Oroxylum indicum

Oroxylum indicum
English: Midnight horror; Indian trumpet flower; Broken bones; Indian caper; Tree of Damocles.
Indian: Shyonak.
Vietnamese: Núc nác; sò đo
Region: India, Himalaya, Bhutan, southern China, Indochina, Malesia, Vietnam, Sri Lanka.
Genus: 1 species.
Botany: tree, up to 18 metres; leaves with large stalks, fall off appearing like a pile of broken limb bones at the base of the trunk; leaves pinnate, ± 1 metre long and wide comparably wide, petioles up to 2 metres long, quadripinnate; flowers nightly, pollination by bats; fruit enormous, ± 1m long, pods, hang down from bare branches, resembling swords, curve downward, resemble the wings of a large bird or dangling sickles or swords in the night, with papery wings; lives in relationship with the actinomycete Pseudonocardia oroxyli; Septobasidium bogoriense is a fungal species responsible for velvet blight in O. indicum.

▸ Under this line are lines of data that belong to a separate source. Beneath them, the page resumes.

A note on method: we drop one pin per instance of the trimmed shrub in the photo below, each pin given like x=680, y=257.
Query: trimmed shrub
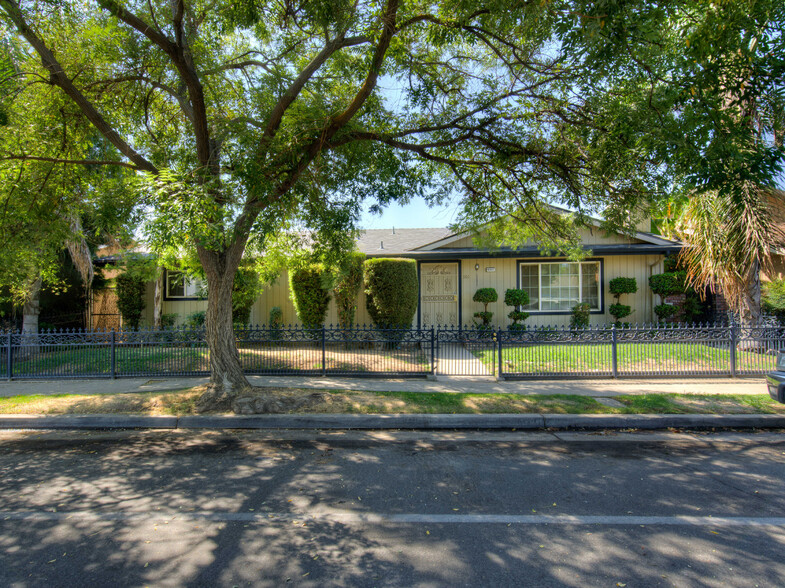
x=348, y=282
x=392, y=291
x=516, y=297
x=276, y=317
x=668, y=284
x=485, y=296
x=617, y=287
x=168, y=320
x=665, y=311
x=580, y=316
x=245, y=291
x=309, y=295
x=130, y=299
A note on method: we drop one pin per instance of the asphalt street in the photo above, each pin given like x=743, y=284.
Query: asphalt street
x=185, y=508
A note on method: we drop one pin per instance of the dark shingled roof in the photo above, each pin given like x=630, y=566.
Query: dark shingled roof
x=398, y=241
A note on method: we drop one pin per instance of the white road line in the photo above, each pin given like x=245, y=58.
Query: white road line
x=348, y=517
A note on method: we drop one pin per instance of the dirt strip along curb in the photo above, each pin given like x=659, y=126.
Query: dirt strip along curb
x=397, y=421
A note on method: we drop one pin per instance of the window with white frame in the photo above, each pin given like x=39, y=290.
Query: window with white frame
x=179, y=285
x=558, y=286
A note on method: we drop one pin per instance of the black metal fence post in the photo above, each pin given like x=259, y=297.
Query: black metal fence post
x=9, y=358
x=500, y=354
x=433, y=351
x=733, y=344
x=324, y=352
x=113, y=356
x=614, y=352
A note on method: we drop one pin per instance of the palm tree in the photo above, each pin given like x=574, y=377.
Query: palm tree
x=729, y=238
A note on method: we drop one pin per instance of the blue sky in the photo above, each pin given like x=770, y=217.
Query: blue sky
x=415, y=215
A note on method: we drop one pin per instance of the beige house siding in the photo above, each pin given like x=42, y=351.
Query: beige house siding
x=589, y=236
x=504, y=276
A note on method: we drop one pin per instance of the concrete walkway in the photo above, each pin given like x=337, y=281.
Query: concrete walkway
x=595, y=388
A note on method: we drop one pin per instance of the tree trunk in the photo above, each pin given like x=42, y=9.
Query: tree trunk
x=30, y=313
x=227, y=379
x=158, y=298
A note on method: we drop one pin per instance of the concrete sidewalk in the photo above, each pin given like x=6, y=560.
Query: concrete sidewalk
x=596, y=388
x=514, y=422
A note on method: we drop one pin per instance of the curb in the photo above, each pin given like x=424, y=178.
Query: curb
x=398, y=421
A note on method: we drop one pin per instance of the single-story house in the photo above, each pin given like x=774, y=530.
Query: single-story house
x=451, y=268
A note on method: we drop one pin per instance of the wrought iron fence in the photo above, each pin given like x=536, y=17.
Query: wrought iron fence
x=361, y=351
x=534, y=352
x=640, y=350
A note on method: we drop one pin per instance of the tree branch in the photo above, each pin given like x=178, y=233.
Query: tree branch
x=184, y=66
x=294, y=89
x=57, y=77
x=70, y=161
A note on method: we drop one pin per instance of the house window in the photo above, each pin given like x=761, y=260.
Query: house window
x=558, y=286
x=178, y=285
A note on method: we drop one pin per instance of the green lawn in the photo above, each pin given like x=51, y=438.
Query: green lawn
x=186, y=359
x=632, y=357
x=183, y=402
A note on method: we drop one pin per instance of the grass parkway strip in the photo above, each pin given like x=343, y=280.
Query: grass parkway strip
x=183, y=403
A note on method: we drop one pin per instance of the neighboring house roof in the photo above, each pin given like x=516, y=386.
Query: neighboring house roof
x=377, y=242
x=435, y=244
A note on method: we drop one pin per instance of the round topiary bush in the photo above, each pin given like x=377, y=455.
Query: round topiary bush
x=392, y=291
x=485, y=296
x=668, y=284
x=580, y=316
x=516, y=297
x=309, y=295
x=617, y=287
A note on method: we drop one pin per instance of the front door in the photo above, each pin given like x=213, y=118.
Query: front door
x=439, y=294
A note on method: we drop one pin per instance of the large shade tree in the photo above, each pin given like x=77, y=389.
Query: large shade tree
x=239, y=118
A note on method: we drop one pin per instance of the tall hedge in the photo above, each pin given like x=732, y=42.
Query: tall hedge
x=309, y=295
x=392, y=291
x=348, y=282
x=130, y=299
x=246, y=289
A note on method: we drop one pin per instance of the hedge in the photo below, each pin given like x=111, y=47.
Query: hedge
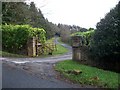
x=14, y=37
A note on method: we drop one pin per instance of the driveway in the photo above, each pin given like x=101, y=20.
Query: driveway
x=35, y=72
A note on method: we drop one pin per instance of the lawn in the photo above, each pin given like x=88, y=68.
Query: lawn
x=89, y=75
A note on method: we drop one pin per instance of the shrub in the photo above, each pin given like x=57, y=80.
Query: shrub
x=85, y=36
x=14, y=37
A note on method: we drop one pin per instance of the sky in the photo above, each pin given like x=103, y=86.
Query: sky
x=84, y=13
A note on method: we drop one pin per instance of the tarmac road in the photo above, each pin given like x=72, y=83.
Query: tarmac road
x=17, y=78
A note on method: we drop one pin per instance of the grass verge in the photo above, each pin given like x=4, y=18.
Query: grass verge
x=6, y=54
x=89, y=76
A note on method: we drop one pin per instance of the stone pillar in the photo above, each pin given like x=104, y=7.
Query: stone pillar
x=76, y=44
x=32, y=47
x=76, y=54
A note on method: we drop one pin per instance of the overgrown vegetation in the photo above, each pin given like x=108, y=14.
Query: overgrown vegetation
x=6, y=54
x=85, y=36
x=88, y=75
x=59, y=48
x=14, y=37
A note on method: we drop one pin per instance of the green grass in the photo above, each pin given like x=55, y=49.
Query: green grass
x=6, y=54
x=106, y=79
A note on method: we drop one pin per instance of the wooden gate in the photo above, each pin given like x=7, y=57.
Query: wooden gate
x=35, y=48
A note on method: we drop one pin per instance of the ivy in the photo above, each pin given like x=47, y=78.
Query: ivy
x=15, y=37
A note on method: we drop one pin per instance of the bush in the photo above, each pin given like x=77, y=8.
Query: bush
x=14, y=37
x=85, y=36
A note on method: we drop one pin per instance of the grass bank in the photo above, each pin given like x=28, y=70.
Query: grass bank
x=6, y=54
x=89, y=75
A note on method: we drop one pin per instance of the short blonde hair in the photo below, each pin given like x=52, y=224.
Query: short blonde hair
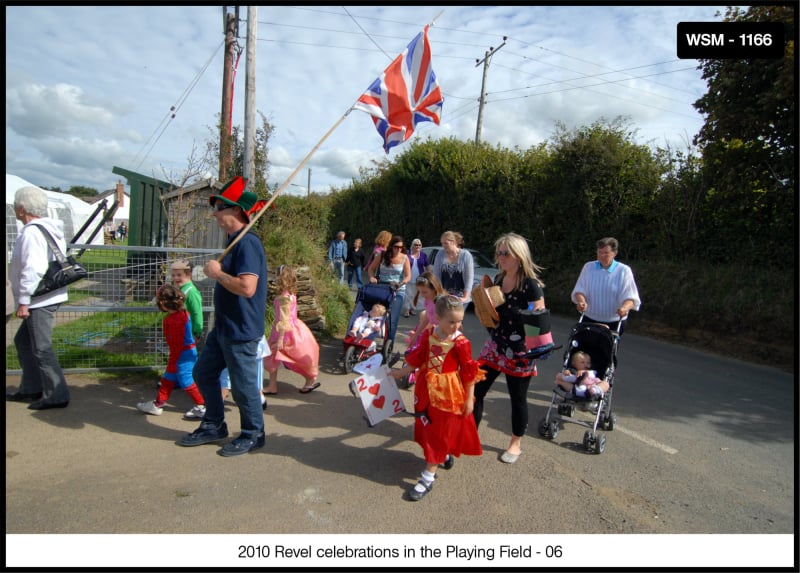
x=578, y=354
x=383, y=239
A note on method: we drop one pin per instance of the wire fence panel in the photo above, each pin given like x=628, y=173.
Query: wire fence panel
x=111, y=321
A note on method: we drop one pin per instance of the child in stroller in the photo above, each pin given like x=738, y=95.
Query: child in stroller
x=369, y=324
x=359, y=348
x=579, y=379
x=599, y=343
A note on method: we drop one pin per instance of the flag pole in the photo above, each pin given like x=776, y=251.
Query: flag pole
x=280, y=189
x=297, y=169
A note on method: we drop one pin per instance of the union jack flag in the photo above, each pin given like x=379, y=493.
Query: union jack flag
x=406, y=94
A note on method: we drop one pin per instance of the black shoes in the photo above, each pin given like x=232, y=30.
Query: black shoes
x=242, y=445
x=23, y=396
x=42, y=405
x=205, y=434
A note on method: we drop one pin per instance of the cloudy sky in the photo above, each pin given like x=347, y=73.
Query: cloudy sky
x=91, y=87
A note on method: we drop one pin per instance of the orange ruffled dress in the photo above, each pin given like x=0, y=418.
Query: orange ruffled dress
x=300, y=351
x=446, y=369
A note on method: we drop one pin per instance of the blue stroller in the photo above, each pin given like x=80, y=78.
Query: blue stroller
x=601, y=344
x=357, y=350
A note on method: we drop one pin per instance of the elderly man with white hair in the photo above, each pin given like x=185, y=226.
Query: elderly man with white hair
x=43, y=381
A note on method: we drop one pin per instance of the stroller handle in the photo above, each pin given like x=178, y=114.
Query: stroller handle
x=619, y=322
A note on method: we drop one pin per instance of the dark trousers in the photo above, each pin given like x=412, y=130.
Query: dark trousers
x=41, y=371
x=517, y=392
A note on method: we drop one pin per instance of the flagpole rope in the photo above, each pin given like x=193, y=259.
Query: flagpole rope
x=297, y=169
x=280, y=189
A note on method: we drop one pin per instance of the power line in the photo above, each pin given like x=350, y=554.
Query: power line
x=173, y=110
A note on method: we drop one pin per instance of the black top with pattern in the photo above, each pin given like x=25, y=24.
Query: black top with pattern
x=510, y=332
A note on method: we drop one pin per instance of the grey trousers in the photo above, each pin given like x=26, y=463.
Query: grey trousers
x=41, y=371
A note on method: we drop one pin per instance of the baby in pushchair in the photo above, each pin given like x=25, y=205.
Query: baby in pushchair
x=592, y=347
x=369, y=325
x=580, y=379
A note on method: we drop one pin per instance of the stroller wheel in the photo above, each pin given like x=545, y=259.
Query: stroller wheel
x=543, y=428
x=600, y=443
x=350, y=359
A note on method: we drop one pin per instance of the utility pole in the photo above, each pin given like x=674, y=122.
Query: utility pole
x=250, y=95
x=230, y=22
x=485, y=61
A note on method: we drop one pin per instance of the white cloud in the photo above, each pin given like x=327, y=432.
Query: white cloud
x=90, y=87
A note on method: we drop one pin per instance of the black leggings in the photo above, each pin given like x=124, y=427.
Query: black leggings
x=517, y=391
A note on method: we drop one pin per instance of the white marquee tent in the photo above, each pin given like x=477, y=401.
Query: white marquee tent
x=70, y=211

Content: phytochemicals, prunetin, sitosterol, oroxindin, oroxylin-A, biochanin-A, ellagic acid, tetuin, anthraquinone, emodin; anthraquinone; aloe-emodi; baicalein, tetuin, oroxindin, aloe-emodin and chrysin.
Use: ornamental; wood, tannins, dyestuffs; marriage rituals;sculptures or garlands made from seeds provide protection; food, edible leaves and stems, large young pods; traditional medicines; Ayurveda; Chinese medicines.